Gonna have to turn the springs all the way up too, and it should only rub the front bash plate at full turn and you need to heat the rear floor boards and mold (as directed in the how to's).


----------



## backwoodsboy70 (Oct 26, 2010)

thanks everyone, yeah im gonna heat the floor boards, and my extreme lift is new lol its not even a month old and my springs are turned all the way up, so ima give it a shotartay:


----------



## king05 (Oct 13, 2010)

To be rubbing that bad, how much air pressure ya got in them 31's. Have ya got em blowed up till there 32's?? lol


----------



## gpinjason (Nov 10, 2009)

king05 said:


> To be rubbing that bad, how much air pressure ya got in them 31's. Have ya got em blowed up till there 32's?? lol


this is true also!


----------



## backwoodsboy70 (Oct 26, 2010)

lol na there aired up to like 6psi or sumthin


----------



## bigblackbrute (Jun 3, 2009)

i have 31s on my brute and all i have is a 2in extreme and a 1.5 pipe lift all the way around and i have plenty of room except when i turn all the way it jus barley rubs the front inner floor board. 

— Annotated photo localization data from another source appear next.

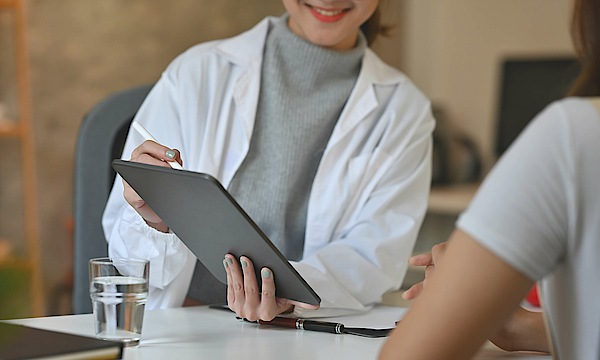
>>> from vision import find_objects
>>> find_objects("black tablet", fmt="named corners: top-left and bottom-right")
top-left (112, 160), bottom-right (321, 306)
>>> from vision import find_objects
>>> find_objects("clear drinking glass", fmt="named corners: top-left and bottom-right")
top-left (89, 258), bottom-right (149, 346)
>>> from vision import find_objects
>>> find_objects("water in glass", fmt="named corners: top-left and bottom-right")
top-left (90, 276), bottom-right (148, 345)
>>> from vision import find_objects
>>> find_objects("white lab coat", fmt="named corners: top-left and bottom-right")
top-left (102, 16), bottom-right (435, 317)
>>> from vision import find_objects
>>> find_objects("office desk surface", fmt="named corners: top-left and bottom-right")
top-left (8, 306), bottom-right (551, 360)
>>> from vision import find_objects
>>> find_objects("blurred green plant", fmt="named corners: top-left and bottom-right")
top-left (0, 266), bottom-right (31, 320)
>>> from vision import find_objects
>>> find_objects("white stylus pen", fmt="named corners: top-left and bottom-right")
top-left (132, 121), bottom-right (183, 170)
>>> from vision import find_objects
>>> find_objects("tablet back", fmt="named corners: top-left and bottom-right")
top-left (112, 160), bottom-right (320, 306)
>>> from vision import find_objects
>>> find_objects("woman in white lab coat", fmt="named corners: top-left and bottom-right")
top-left (103, 0), bottom-right (435, 321)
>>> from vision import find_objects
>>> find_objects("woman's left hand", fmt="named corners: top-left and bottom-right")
top-left (223, 254), bottom-right (319, 321)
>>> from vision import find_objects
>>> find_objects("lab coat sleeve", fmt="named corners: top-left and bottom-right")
top-left (102, 56), bottom-right (197, 309)
top-left (292, 100), bottom-right (434, 318)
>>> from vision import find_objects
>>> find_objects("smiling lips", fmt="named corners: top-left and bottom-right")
top-left (307, 4), bottom-right (350, 23)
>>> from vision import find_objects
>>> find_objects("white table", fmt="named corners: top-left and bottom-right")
top-left (8, 306), bottom-right (551, 360)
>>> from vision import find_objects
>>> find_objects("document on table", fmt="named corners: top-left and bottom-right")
top-left (319, 305), bottom-right (408, 329)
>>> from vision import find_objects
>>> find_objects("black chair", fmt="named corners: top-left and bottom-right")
top-left (72, 84), bottom-right (154, 314)
top-left (72, 84), bottom-right (226, 314)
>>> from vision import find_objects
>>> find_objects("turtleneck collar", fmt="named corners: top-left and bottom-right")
top-left (264, 14), bottom-right (366, 92)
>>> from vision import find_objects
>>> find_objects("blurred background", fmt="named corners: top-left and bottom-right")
top-left (0, 0), bottom-right (574, 318)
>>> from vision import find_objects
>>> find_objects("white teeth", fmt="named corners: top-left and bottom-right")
top-left (312, 7), bottom-right (345, 16)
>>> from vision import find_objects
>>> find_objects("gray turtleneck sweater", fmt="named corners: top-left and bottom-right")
top-left (227, 15), bottom-right (366, 261)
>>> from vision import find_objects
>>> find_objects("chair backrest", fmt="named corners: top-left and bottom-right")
top-left (72, 84), bottom-right (154, 314)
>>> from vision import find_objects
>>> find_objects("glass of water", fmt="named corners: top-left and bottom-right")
top-left (89, 258), bottom-right (149, 346)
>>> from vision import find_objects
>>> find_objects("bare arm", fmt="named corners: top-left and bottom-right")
top-left (402, 242), bottom-right (549, 353)
top-left (379, 229), bottom-right (534, 360)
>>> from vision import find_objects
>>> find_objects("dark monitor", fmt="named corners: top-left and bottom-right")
top-left (496, 58), bottom-right (580, 157)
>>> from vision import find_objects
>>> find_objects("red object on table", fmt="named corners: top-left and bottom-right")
top-left (525, 285), bottom-right (540, 307)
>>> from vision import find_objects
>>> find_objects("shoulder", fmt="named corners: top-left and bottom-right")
top-left (360, 51), bottom-right (433, 150)
top-left (162, 16), bottom-right (273, 80)
top-left (362, 52), bottom-right (434, 155)
top-left (362, 49), bottom-right (431, 113)
top-left (551, 97), bottom-right (600, 131)
top-left (362, 48), bottom-right (408, 84)
top-left (524, 97), bottom-right (600, 151)
top-left (549, 97), bottom-right (600, 164)
top-left (536, 97), bottom-right (600, 127)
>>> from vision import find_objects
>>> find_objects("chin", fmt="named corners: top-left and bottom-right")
top-left (305, 31), bottom-right (350, 49)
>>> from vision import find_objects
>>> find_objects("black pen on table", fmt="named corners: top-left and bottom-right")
top-left (238, 316), bottom-right (345, 334)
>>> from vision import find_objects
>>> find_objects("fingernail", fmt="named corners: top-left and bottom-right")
top-left (241, 260), bottom-right (248, 268)
top-left (165, 150), bottom-right (176, 159)
top-left (223, 260), bottom-right (228, 269)
top-left (226, 258), bottom-right (233, 265)
top-left (262, 269), bottom-right (271, 278)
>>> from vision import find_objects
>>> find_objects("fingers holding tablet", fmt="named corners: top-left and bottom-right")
top-left (223, 254), bottom-right (300, 321)
top-left (123, 141), bottom-right (183, 232)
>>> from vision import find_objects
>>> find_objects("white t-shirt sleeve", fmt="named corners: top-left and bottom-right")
top-left (457, 102), bottom-right (574, 281)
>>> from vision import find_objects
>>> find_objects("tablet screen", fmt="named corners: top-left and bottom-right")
top-left (112, 160), bottom-right (321, 306)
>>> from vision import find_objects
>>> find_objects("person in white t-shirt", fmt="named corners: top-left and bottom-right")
top-left (379, 0), bottom-right (600, 359)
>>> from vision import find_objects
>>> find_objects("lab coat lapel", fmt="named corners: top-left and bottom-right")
top-left (305, 51), bottom-right (380, 248)
top-left (233, 70), bottom-right (260, 152)
top-left (213, 17), bottom-right (272, 186)
top-left (305, 49), bottom-right (406, 250)
top-left (324, 50), bottom-right (383, 150)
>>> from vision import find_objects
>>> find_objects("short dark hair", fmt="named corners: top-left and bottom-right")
top-left (360, 3), bottom-right (392, 46)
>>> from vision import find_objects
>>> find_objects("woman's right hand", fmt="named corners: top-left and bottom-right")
top-left (123, 140), bottom-right (183, 232)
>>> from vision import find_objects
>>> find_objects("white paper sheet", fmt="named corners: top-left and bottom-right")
top-left (319, 305), bottom-right (408, 329)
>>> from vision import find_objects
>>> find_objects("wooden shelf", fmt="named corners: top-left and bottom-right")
top-left (0, 0), bottom-right (15, 9)
top-left (0, 256), bottom-right (34, 270)
top-left (0, 0), bottom-right (44, 316)
top-left (0, 121), bottom-right (21, 137)
top-left (428, 183), bottom-right (480, 216)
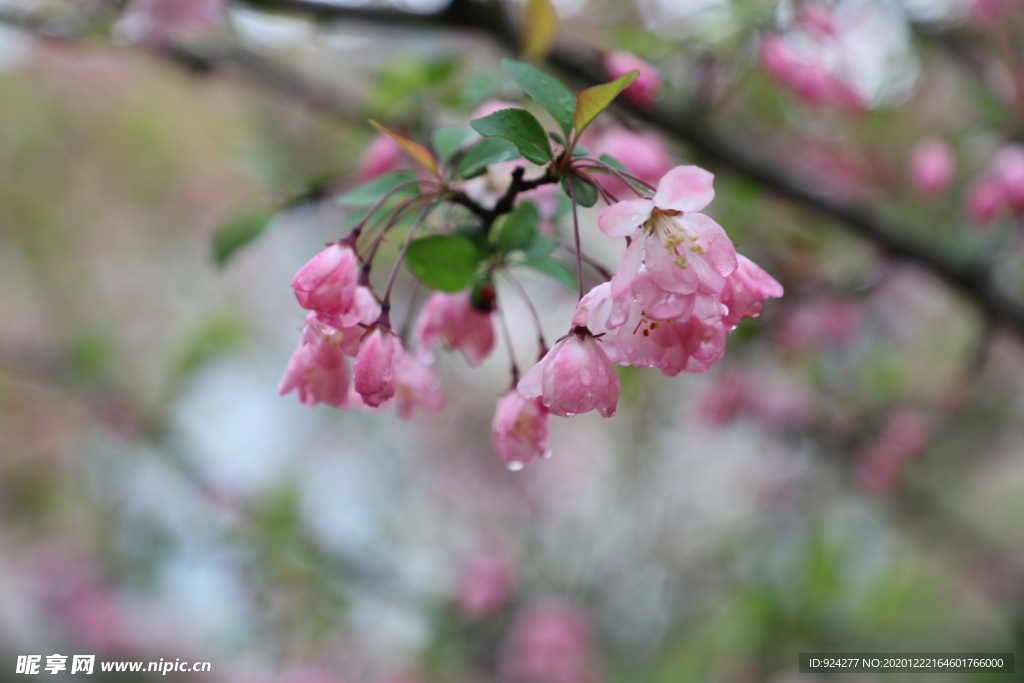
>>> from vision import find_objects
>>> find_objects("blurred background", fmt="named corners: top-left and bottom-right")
top-left (2, 0), bottom-right (1024, 681)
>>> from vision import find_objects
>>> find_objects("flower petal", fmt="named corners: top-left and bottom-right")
top-left (653, 166), bottom-right (715, 213)
top-left (598, 199), bottom-right (653, 238)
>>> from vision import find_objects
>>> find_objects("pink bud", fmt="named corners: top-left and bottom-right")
top-left (352, 328), bottom-right (401, 407)
top-left (414, 291), bottom-right (496, 367)
top-left (358, 133), bottom-right (405, 182)
top-left (591, 127), bottom-right (671, 199)
top-left (455, 551), bottom-right (516, 619)
top-left (603, 51), bottom-right (660, 111)
top-left (517, 331), bottom-right (620, 418)
top-left (492, 391), bottom-right (551, 468)
top-left (908, 138), bottom-right (956, 196)
top-left (290, 244), bottom-right (360, 317)
top-left (992, 144), bottom-right (1024, 211)
top-left (966, 176), bottom-right (1007, 223)
top-left (502, 602), bottom-right (595, 683)
top-left (278, 338), bottom-right (349, 409)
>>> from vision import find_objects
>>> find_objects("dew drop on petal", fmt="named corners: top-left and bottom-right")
top-left (506, 460), bottom-right (525, 472)
top-left (542, 449), bottom-right (553, 460)
top-left (427, 377), bottom-right (441, 391)
top-left (565, 412), bottom-right (576, 418)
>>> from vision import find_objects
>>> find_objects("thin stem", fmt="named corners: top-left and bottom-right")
top-left (361, 194), bottom-right (433, 280)
top-left (553, 237), bottom-right (614, 281)
top-left (567, 176), bottom-right (585, 301)
top-left (575, 158), bottom-right (655, 195)
top-left (495, 295), bottom-right (520, 388)
top-left (503, 272), bottom-right (547, 351)
top-left (348, 179), bottom-right (438, 240)
top-left (380, 203), bottom-right (436, 320)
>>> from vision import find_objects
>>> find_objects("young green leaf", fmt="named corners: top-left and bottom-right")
top-left (470, 109), bottom-right (553, 165)
top-left (501, 59), bottom-right (576, 136)
top-left (369, 120), bottom-right (439, 176)
top-left (404, 235), bottom-right (485, 292)
top-left (522, 257), bottom-right (576, 291)
top-left (573, 70), bottom-right (639, 136)
top-left (212, 207), bottom-right (273, 267)
top-left (454, 137), bottom-right (520, 179)
top-left (521, 0), bottom-right (559, 62)
top-left (335, 170), bottom-right (419, 207)
top-left (561, 174), bottom-right (599, 208)
top-left (433, 126), bottom-right (477, 160)
top-left (495, 201), bottom-right (540, 254)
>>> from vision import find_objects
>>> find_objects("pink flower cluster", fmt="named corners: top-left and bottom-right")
top-left (856, 408), bottom-right (929, 494)
top-left (966, 144), bottom-right (1024, 224)
top-left (279, 243), bottom-right (486, 418)
top-left (759, 3), bottom-right (864, 111)
top-left (513, 166), bottom-right (782, 462)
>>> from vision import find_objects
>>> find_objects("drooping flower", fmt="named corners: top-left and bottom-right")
top-left (598, 165), bottom-right (738, 323)
top-left (358, 132), bottom-right (405, 182)
top-left (278, 336), bottom-right (349, 409)
top-left (908, 138), bottom-right (956, 197)
top-left (590, 127), bottom-right (671, 199)
top-left (517, 329), bottom-right (619, 418)
top-left (574, 283), bottom-right (728, 377)
top-left (492, 390), bottom-right (551, 467)
top-left (414, 291), bottom-right (496, 367)
top-left (603, 51), bottom-right (661, 110)
top-left (352, 328), bottom-right (401, 408)
top-left (720, 254), bottom-right (785, 328)
top-left (290, 243), bottom-right (360, 318)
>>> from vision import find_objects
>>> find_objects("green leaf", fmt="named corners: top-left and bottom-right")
top-left (561, 174), bottom-right (598, 208)
top-left (433, 126), bottom-right (476, 160)
top-left (522, 257), bottom-right (576, 291)
top-left (470, 109), bottom-right (553, 165)
top-left (501, 59), bottom-right (576, 136)
top-left (521, 234), bottom-right (557, 260)
top-left (335, 170), bottom-right (419, 207)
top-left (212, 207), bottom-right (273, 267)
top-left (404, 235), bottom-right (486, 292)
top-left (454, 137), bottom-right (520, 179)
top-left (571, 144), bottom-right (589, 157)
top-left (495, 201), bottom-right (540, 254)
top-left (573, 70), bottom-right (639, 136)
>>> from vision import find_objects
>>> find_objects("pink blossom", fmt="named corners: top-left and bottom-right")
top-left (574, 283), bottom-right (728, 376)
top-left (391, 351), bottom-right (444, 419)
top-left (501, 602), bottom-right (595, 683)
top-left (414, 291), bottom-right (496, 366)
top-left (720, 254), bottom-right (785, 328)
top-left (759, 32), bottom-right (864, 111)
top-left (590, 127), bottom-right (671, 199)
top-left (971, 0), bottom-right (1016, 24)
top-left (492, 390), bottom-right (551, 467)
top-left (966, 176), bottom-right (1007, 223)
top-left (908, 138), bottom-right (956, 196)
top-left (278, 337), bottom-right (349, 409)
top-left (290, 243), bottom-right (360, 318)
top-left (603, 51), bottom-right (660, 110)
top-left (116, 0), bottom-right (222, 43)
top-left (352, 328), bottom-right (401, 408)
top-left (992, 144), bottom-right (1024, 211)
top-left (358, 133), bottom-right (405, 182)
top-left (598, 166), bottom-right (739, 323)
top-left (455, 551), bottom-right (517, 619)
top-left (518, 330), bottom-right (620, 418)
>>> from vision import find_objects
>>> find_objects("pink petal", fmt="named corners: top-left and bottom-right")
top-left (653, 166), bottom-right (715, 213)
top-left (598, 199), bottom-right (653, 238)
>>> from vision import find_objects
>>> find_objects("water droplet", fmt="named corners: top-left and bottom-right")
top-left (427, 377), bottom-right (441, 391)
top-left (542, 449), bottom-right (553, 460)
top-left (506, 460), bottom-right (525, 472)
top-left (564, 412), bottom-right (576, 418)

this my setup wit the 31s. i have plenty of room in the back and my shocks r turned all the way down


----------



## backwoodsboy70 (Oct 26, 2010)

hows the pipe lift,? wont it destroy the cv's at that extreme of an angle ? is it worth doin or am i askin for trouble ?


----------



## bigblackbrute (Jun 3, 2009)

i like my pipe lift alot one of the best bang for the buck mod i have dne and im rideing on stock axles except for one rhino and i have had this setup for a good while and havent had any axle trouble. jus gt to watch ur throttle control is all/


----------



## backwoodsboy70 (Oct 26, 2010)

heres the pics of the 31's


----------